Такая большая любовь - стр. 9
Сермюи обернулся. Смешки стихли.
– Летелье, подними седло! Живо! – скомандовал он.
Летелье подбежал.
– Сними подпругу!
Летелье быстро орудовал пальцами, не соображая, правильно ли отстегивает подпругу. «Он понял… Он все понял…» И от тоски у Летелье засосало под ложечкой.
– Поставь седло на место.
Летелье послушался. «Но в седло без подпруги никак…»
Все взгляды были прикованы к его рукам.
– А теперь вытри его!
Денщик схватился за край шинели.
– Нет! Собственной задницей! Живо в седло!
Летелье был коренастый и тяжелый, намокшая одежда сковывала движения, ноги словно укоротились от страха. Он сделал пять-шесть попыток взобраться в седло, но безуспешно.
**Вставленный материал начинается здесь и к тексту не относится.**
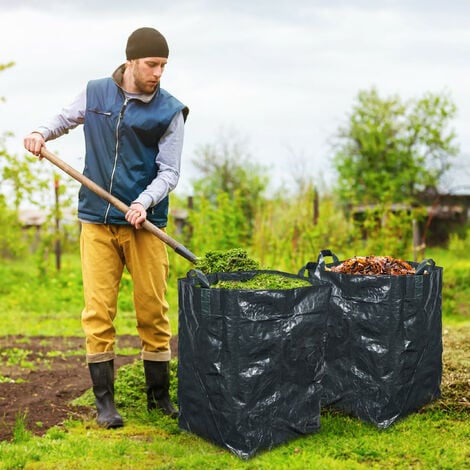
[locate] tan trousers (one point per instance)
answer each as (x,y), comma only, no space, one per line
(105,251)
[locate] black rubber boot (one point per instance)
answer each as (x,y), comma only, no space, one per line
(102,376)
(157,378)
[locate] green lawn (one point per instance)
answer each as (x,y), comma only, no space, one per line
(435,438)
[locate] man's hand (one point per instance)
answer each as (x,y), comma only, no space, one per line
(33,143)
(136,215)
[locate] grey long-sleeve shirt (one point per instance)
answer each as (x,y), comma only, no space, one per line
(168,160)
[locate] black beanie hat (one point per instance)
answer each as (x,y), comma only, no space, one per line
(146,42)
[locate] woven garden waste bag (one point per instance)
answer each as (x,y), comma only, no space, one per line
(384,346)
(250,361)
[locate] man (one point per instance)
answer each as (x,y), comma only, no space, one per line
(133,136)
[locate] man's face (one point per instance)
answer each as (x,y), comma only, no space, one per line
(147,73)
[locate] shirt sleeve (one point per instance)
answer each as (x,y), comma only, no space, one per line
(168,163)
(69,118)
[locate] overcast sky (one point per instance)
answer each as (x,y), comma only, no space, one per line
(282,75)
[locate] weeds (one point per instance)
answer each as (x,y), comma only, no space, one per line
(20,432)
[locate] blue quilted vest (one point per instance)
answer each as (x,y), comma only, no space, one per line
(121,138)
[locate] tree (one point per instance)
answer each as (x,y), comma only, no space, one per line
(390,150)
(227,168)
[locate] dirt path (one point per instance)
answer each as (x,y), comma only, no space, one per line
(48,373)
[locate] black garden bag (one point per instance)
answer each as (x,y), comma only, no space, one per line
(384,347)
(250,361)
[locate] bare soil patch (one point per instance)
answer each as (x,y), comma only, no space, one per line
(40,376)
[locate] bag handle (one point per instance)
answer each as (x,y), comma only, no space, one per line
(320,264)
(321,259)
(200,276)
(426,264)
Летелье слышал, как хлыст лейтенанта постукивает по сапогу. Кобыла начала нервничать, вертеться и пятиться.
Запыхавшийся, багровый от напряжения, Летелье мешком повис где-то в области холки и взмолился:
– Господин лейтенант, это не по моей вине…
– Я сказал – в седло!
Денщик сделал последнее усилие, грудью перевалился через переднюю луку и заполз в седло. Ноги его пытались нащупать в воздухе слишком далеко висящие стремена.
Тогда Сермюи, который впервые в жизни так грубо обошелся с лошадью, подхлестнул ее сзади по крупу. Дама Сердца пустилась в галоп.
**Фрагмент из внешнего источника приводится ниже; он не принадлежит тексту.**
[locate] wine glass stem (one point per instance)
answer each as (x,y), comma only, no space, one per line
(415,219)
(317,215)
Летелье какое-то время балансировал, вцепившись в шею лошади, потом сполз набок и, сделав немыслимый кульбит, упал на землю.
– А ну вставай!
Летелье не шевелился. Дама Сердца сама вернулась и встала на место впереди других лошадей. По взводу прокатился ропот. Все тут же забыли, что сами спровоцировали лейтенанта.
– Кто-нибудь двое, помогите ему подняться.
Ни Бриссе, ни Дюваль, ни Февр не двинулись с места.
Когда подбежали к Летелье, он был весь белый, как погасшая свеча. На щеках выступила тонкая сеточка сосудов. Он лежал в грязи и дрожал, держась обеими руками за сломанную ногу.
После этого за все время, пока взвод стоял на постое, не было ни одного происшествия.
Каждый раз, когда Жюлю говорили: «Все-таки надо было что-то сделать», тот отвечал: «Ладно, ничего. Вот начнется настоящая драка, тогда он за все заплатит».
К апрелю Летелье вернулся в часть и стал добросовестным денщиком.
После того как в мае отбили атаку немцев, разведгруппа, в которую входил эскадрон Нуайе, проникла в Бельгию.
Первые два дня прошли спокойно, и группа покрывала милю за милей по цветущим фламандским полям. Утром третьего дня, когда взвод Сермюи проезжал через одну из деревень, его обстреляли из пулемета. На то, чтобы обыскать деревню и выбить из нее вражеский дозор, ушло около часа. Во взводе было двое раненых, и в их числе Дюваль, получивший пулю в плечо.
– Вот видите, – говорили бойцы, – не зря он боялся: первым на пулю и нарвался.
Во время перестрелки лейтенант отдавал приказы, по обыкновению, сухо и от пуль не прятался, словно все еще находился в деревне на постое.
На следующее утро, когда Сермюи, как обычно, ехал во главе эскадрона, высланные вперед разведчики доложили, что к ним приближается броневик.
В бинокль его было очень хорошо видно. Броневик двигался без сопровождения, с открытым люком. Может, заблудился, а может, вел одиночную разведку. До него оставалось метров семьсот, когда он скрылся за деревьями.
Взвод не располагал вооружением, чтобы вступить в бой с броневиком. Оставалось только рассеяться и пропустить его.